Antonio Cid

Personal information
- Full name: Antonio Cid Cortés
- Nationality: Spanish
- Born: 16 February 1954 (age 72) Ourense, Spain

Sport
- Country: Spain
- Sport: Boccia

Medal record
Boccia
Representing Spain
Paralympic Games
| Gold medal – first place | 1992 Barcelona | Mixed individual C1 |
| Gold medal – first place | 1992 Barcelona | Mixed team C1–2 |
| Gold medal – first place | 1996 Atlanta | Mixed team C1–2 |
| Silver medal – second place | 2000 Sydney | Mixed individual BC1 |
| Silver medal – second place | 2000 Sydney | Mixed team BC1–2 |
| Bronze medal – third place | 2004 Athens | Mixed team BC1–2 |

= Antonio Cid =

Spanish boccia player (born 1954)

Antonio Cid Cortés (born 16 February 1954 in Ourense) is a boccia player from Spain.

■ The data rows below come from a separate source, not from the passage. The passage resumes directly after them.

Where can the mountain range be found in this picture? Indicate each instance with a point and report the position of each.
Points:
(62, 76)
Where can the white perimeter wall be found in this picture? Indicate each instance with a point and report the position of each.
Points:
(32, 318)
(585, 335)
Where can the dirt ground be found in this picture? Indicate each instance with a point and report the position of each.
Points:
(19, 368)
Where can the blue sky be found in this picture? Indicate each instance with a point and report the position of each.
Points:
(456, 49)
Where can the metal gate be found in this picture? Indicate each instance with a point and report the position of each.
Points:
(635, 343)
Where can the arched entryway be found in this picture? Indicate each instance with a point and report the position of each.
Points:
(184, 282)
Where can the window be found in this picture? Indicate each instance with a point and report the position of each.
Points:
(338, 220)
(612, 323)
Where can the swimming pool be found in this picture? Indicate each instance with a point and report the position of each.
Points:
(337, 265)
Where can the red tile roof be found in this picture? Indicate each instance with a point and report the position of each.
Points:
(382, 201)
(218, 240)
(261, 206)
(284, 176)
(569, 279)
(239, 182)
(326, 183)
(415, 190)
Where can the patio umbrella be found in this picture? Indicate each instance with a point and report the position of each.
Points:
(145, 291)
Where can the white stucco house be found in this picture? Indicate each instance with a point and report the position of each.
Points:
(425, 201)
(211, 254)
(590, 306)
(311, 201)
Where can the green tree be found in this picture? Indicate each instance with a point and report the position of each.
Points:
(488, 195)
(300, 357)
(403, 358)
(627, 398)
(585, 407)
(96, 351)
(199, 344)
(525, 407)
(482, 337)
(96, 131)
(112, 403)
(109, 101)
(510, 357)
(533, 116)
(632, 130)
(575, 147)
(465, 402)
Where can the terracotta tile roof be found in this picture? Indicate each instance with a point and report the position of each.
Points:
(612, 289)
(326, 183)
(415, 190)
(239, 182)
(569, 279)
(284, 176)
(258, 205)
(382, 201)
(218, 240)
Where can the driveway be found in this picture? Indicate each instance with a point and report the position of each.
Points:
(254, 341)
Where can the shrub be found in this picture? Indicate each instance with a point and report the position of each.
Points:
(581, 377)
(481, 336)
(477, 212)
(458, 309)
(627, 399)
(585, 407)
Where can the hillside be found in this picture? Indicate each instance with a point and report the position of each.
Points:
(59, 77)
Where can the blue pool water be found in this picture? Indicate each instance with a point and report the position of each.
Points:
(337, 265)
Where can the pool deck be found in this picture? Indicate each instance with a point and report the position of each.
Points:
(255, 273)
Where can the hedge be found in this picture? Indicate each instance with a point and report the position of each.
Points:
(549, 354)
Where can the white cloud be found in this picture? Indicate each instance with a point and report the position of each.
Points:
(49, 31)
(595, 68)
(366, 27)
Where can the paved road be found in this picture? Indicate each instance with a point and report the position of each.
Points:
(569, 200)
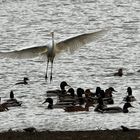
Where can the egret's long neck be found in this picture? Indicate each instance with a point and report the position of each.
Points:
(52, 40)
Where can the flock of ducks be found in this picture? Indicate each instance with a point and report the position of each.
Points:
(12, 102)
(83, 99)
(79, 100)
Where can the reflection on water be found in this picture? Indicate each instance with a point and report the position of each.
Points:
(28, 23)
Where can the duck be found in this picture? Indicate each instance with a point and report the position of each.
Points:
(24, 82)
(119, 73)
(115, 109)
(77, 108)
(108, 98)
(68, 97)
(12, 102)
(60, 91)
(130, 96)
(57, 105)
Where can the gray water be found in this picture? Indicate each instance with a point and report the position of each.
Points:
(27, 23)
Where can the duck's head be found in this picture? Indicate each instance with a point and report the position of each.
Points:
(126, 106)
(63, 85)
(112, 89)
(71, 91)
(25, 79)
(80, 92)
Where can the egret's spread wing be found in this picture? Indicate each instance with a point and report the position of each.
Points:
(25, 53)
(74, 43)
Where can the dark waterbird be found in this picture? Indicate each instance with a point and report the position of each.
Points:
(24, 82)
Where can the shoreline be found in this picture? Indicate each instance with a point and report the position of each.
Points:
(133, 134)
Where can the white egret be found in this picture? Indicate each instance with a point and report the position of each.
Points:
(50, 52)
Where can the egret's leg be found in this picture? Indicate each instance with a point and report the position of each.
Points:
(46, 70)
(51, 71)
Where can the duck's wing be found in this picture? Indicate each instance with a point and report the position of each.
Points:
(25, 53)
(76, 42)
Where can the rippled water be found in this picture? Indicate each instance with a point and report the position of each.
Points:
(27, 23)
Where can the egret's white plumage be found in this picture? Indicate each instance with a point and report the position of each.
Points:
(50, 52)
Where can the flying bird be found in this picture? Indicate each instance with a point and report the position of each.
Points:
(50, 51)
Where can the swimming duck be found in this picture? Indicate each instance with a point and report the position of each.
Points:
(12, 102)
(69, 96)
(108, 98)
(115, 109)
(119, 73)
(60, 91)
(130, 96)
(57, 105)
(25, 79)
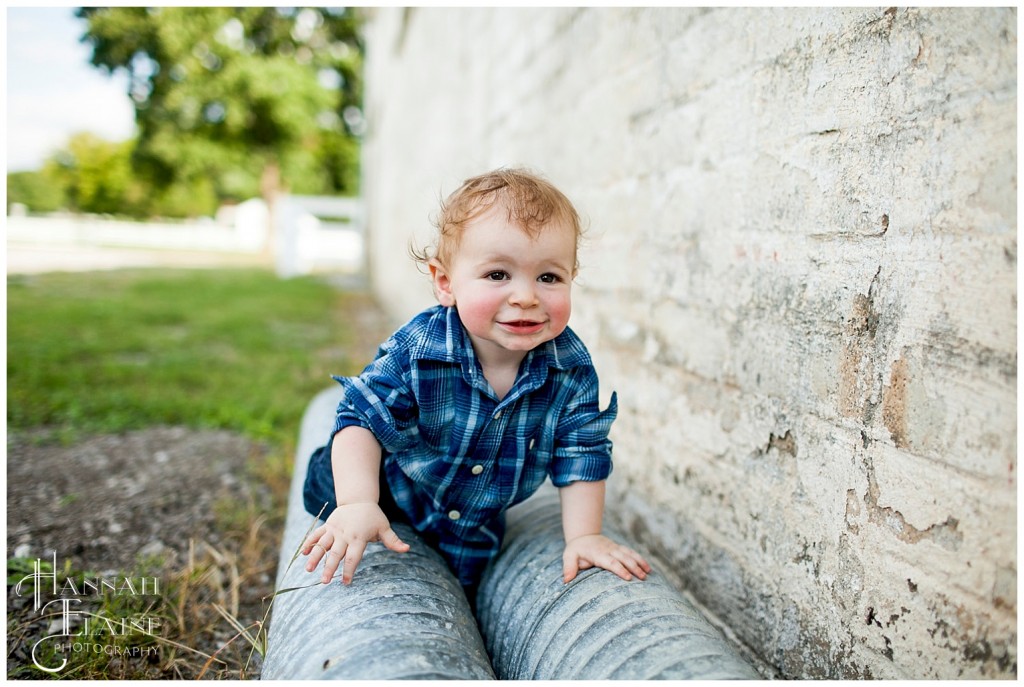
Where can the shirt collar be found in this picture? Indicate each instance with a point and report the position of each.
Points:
(444, 339)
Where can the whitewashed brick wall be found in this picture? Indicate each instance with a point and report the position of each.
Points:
(800, 277)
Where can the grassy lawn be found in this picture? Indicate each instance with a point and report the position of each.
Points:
(237, 349)
(111, 351)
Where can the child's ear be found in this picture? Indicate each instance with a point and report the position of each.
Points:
(442, 284)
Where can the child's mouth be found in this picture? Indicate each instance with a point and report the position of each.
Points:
(522, 326)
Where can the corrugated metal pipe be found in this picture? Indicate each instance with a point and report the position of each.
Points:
(598, 627)
(403, 617)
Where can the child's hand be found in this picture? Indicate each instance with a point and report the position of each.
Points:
(344, 537)
(597, 550)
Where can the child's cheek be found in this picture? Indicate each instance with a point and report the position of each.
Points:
(476, 313)
(558, 311)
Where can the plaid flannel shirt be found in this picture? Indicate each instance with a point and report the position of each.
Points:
(455, 456)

He has a physical disability: he has cerebral palsy and is a BC1 type athlete. He competed at the 1996 Summer Paralympics. He finished first in the BC1/BC2 team event. He competed at the 2000 Summer Paralympics. He finished second in the BC1 one person event and in the BC1/BC2 team event. He competed at the 2004 Summer Paralympics.